TAOCP 2.3.3 Exercise 10
Algorithm `E` constructs a forest whose nodes are the elements $1,\ldots,n$.
Section 2.3.3: Other Representations of Trees
Exercise 10. [28] In the worst case, Algorithm E may take order n^2 steps to process n equivalences. Show how to modify the algorithm so that the worst case is not this bad.
Verified: yes
Solve time: 1m24s
Setup
Algorithm E constructs a forest whose nodes are the elements $1,\ldots,n$. Each tree represents one equivalence class. The PARENT field of a root contains $0$; every nonroot node points to its parent.
Exercise 8 asks how the resulting structure can be used to determine whether two elements are equivalent. Exercise 10 asks for a modification of Algorithm E whose worst-case running time is asymptotically better than order $n^2$ when processing $n$ equivalences.
The source of the quadratic behavior is that Algorithm E may repeatedly traverse long parent chains in order to find the roots of the trees that contain the elements being merged. The modification must prevent such chains from becoming excessively long.
Solution
Associate with each root $r$ an integer $\mathrm{SIZE}(r)$ equal to the number of nodes in its tree. Initially,
$$ PARENT(j)=0,\qquad \mathrm{SIZE}(j)=1 \qquad (1\le j\le n). $$
When an equivalence $j\equiv k$ is processed, first determine the roots $r_j$ and $r_k$ of the trees containing $j$ and $k$ by following PARENT links upward until a node with PARENT = 0 is reached.
If $r_j=r_k$, no action is required.
If $r_j\ne r_k$, compare $\mathrm{SIZE}(r_j)$ and $\mathrm{SIZE}(r_k)$. Suppose
$$ \mathrm{SIZE}(r_j)\le \mathrm{SIZE}(r_k). $$
Set
$$ PARENT(r_j)\leftarrow r_k, $$
and replace
$$ \mathrm{SIZE}(r_k) \leftarrow \mathrm{SIZE}(r_k)+\mathrm{SIZE}(r_j). $$
If instead $\mathrm{SIZE}(r_k)<\mathrm{SIZE}(r_j)$, interchange the roles of $r_j$ and $r_k$.
Thus the root of the smaller tree is always attached below the root of the larger tree.
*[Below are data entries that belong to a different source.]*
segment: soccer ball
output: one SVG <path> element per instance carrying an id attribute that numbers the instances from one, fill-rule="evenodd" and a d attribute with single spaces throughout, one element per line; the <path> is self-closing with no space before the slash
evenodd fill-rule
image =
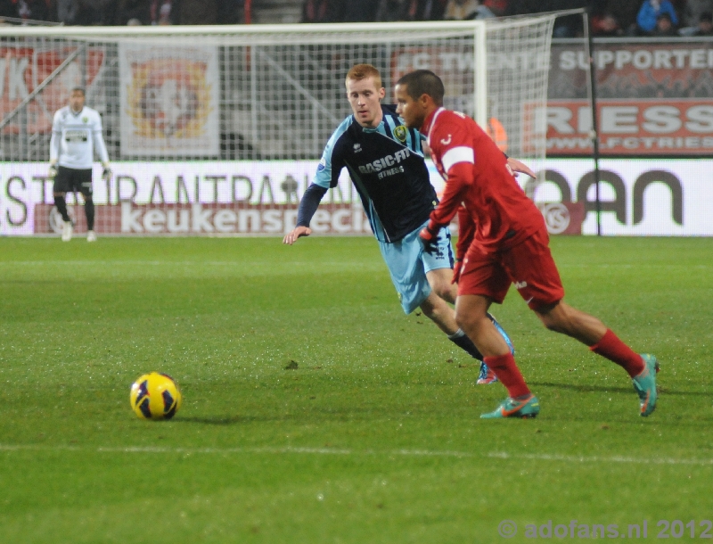
<path id="1" fill-rule="evenodd" d="M 129 400 L 142 419 L 170 419 L 181 408 L 181 392 L 168 374 L 152 372 L 134 382 Z"/>

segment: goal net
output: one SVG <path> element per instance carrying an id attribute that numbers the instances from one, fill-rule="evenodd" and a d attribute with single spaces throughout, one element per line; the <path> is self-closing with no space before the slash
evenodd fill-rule
<path id="1" fill-rule="evenodd" d="M 0 28 L 0 235 L 58 232 L 47 179 L 52 120 L 86 89 L 114 177 L 94 174 L 95 230 L 281 235 L 332 132 L 351 111 L 358 62 L 398 78 L 429 69 L 446 106 L 537 169 L 554 14 L 487 21 L 154 28 Z M 437 190 L 442 181 L 435 169 Z M 77 231 L 84 213 L 68 195 Z M 81 197 L 79 198 L 81 202 Z M 312 227 L 367 234 L 346 172 Z"/>

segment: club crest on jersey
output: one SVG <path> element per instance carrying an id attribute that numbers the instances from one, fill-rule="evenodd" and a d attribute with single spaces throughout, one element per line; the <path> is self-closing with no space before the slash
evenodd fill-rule
<path id="1" fill-rule="evenodd" d="M 398 127 L 395 128 L 392 131 L 394 133 L 394 137 L 401 142 L 402 144 L 406 144 L 406 136 L 408 132 L 406 131 L 406 128 L 403 125 L 399 125 Z"/>

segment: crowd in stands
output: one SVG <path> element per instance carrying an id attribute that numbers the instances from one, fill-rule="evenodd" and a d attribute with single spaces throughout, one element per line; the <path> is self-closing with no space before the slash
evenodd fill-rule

To analyze the resulting structure, consider any node $x$. Each time the depth of $x$ increases by $1$, the root of the tree containing $x$ has been attached beneath another root. Since the smaller tree is attached to the larger, the size of the new tree is at least twice the size of the old tree containing $x$.
More precisely, if the depth of $x$ increases, and the old tree containing $x$ has size $s$, then the new tree has size at least
$$ s+s=2s. $$
After the depth of $x$ has increased $t$ times, the tree containing $x$ therefore has size at least
$$ 2^t. $$
Since no tree can contain more than $n$ nodes,
$$ 2^t\le n, $$
hence
$$ t\le \lfloor \log_2 n\rfloor . $$
The depth of every node is therefore at most $\lfloor\log_2 n\rfloor$.
Finding the root of any element requires traversing at most this many parent links. Consequently each equivalence can be processed in order $\log n$ time in the worst case. Processing $n$ equivalences therefore requires at most order
$$ n\log n $$
steps in the worst case.
This improves the worst-case bound from order $n^2$ to order $n\log n$.
Verification
The modification preserves correctness because each operation joins two trees only at their roots. No cycles can be introduced, and every tree continues to represent exactly one equivalence class.
The depth bound is obtained from the doubling argument. Whenever a node moves one level farther from the root, the size of its tree at least doubles. A node cannot belong to a tree larger than $n$ nodes. Therefore no node can acquire depth exceeding $\lfloor\log_2 n\rfloor$.
Since every root search follows a path from a node to its root, every such search examines at most $\lfloor\log_2 n\rfloor$ parent links. The worst-case cost of one merge is therefore order $\log n$, and the worst-case cost of $n$ merges is order $n\log n$.
Notes
A further improvement is possible by compressing parent paths during root searches. Combined with the size rule above, this yields a substantially smaller amortized cost, but the modification requested in this exercise is already sufficient to eliminate the quadratic worst-case behavior.